I think that I would probably use something like:

try:
    if not all( (0 <= int(i) <= 10000) for i in mystring.split() ):
       raise ValueError("arg!")
except ValueError:
    print "Oops, didn't pass"

This has the advantage that it short circuits if something fails to convert to an int or if it doesn't fall in the correct range.

Here's a silly test:

def test_str(mystring):
    try:
        return all( (0 <= int(i) <= 10000) for i in mystring.split() )
    except ValueError:
        return False

print test_str("123 345 456 567 abc 789")
print test_str("123 345 456 567 -300 789")
print test_str("123 345 456 567 300 789")

Answer 2

int(i) gets evaluated multiple times. Also, isinstance(int(i), int) is useless because int() will raise an exception on non-integer input, not silently return a non-int.

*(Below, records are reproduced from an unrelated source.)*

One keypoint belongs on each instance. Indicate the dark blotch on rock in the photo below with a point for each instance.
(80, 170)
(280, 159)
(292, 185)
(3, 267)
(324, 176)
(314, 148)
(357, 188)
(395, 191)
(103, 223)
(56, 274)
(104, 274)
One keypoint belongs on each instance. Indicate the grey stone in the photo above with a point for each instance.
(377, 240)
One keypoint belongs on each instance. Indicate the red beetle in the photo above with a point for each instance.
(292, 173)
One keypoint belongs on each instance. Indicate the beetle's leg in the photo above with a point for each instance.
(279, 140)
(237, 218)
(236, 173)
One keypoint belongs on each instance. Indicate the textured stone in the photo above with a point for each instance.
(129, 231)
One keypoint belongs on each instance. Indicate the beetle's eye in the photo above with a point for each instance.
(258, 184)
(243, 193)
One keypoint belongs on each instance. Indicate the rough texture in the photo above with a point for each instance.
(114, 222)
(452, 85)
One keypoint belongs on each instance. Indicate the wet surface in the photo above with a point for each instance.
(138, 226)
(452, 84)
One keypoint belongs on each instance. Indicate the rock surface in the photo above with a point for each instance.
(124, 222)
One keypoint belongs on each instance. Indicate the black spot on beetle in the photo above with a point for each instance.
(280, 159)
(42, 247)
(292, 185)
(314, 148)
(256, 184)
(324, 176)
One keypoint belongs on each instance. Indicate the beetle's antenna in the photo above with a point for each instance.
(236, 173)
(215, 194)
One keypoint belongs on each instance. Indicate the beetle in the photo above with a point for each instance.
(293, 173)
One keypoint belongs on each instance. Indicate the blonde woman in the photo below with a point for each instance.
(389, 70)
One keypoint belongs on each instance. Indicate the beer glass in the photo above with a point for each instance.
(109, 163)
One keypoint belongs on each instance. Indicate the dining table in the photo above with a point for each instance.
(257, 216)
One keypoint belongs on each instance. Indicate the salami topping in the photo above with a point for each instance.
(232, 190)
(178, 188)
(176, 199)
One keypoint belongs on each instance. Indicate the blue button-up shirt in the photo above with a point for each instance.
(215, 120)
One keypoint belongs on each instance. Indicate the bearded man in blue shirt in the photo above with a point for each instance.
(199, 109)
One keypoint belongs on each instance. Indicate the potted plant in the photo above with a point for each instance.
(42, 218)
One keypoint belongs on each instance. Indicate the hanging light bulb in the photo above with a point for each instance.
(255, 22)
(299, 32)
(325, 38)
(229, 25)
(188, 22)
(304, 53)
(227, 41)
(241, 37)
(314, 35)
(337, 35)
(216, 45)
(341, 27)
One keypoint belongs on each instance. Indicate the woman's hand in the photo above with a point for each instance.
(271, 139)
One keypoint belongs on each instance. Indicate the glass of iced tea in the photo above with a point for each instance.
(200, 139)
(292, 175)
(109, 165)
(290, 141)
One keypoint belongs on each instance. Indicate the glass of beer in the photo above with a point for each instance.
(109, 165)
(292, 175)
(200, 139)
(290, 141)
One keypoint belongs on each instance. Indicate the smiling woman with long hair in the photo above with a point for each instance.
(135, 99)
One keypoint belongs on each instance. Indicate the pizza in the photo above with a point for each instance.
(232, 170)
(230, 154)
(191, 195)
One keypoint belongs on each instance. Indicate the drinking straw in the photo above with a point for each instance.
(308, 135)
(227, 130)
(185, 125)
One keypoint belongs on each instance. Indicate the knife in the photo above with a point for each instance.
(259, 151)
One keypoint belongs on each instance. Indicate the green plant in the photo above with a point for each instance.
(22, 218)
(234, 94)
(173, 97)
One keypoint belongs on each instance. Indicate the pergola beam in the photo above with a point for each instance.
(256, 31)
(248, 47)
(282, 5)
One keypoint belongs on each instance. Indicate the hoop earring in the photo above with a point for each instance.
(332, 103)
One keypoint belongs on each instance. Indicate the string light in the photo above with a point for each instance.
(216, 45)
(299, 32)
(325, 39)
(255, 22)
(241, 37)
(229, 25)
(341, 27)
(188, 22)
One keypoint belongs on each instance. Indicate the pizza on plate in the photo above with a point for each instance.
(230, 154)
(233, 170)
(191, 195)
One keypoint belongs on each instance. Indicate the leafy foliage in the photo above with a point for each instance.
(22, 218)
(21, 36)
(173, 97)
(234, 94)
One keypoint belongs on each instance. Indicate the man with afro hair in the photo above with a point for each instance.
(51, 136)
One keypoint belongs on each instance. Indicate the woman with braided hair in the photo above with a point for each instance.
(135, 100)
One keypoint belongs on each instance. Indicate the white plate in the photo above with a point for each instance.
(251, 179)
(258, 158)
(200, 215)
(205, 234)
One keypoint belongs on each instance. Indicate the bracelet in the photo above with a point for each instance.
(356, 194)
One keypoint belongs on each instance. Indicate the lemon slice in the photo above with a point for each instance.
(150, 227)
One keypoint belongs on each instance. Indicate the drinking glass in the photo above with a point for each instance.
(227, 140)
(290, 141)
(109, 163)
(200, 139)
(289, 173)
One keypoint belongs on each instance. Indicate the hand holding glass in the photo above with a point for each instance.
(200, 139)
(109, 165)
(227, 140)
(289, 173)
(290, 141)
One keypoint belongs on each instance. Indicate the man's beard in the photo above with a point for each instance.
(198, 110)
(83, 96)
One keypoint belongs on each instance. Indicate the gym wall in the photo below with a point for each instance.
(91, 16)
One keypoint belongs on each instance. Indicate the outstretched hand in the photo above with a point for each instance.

There's nothing wrong with writing the code as an old-fashioned loop. It gives you the biggest amount of flexibility regarding error handling. If you're worried about efficiency, remember that a list comprehension is nothing but syntactic sugar for such a loop.

intlist = []
for part in mystring.split():
    try:
        val = int(part)
    except ValueError:
        continue  # or report the error
    if val < 0 or val > 10000:
        continue  # or report the error
    intlist.append(val)

Answer 3

Your solution doesn't work if there are non-numeric strings:

ValueError: invalid literal for int() with base 10: 'abc'

I'd do something like this:

mystring = "123 345 456 -123 567 abc 678 789"

mylist = []
for i in mystring.split():
    try:
        ii = int(i)
    except ValueError:
        print "{} is bad".format(i)
    if 0 <= ii <= 10000:
        mylist.append(ii)
    else:
        print  "{} is out of range".format(i)
print mylist

To answer your questions:

i. Yes, more than once.

ii. Yes, several examples have been provided.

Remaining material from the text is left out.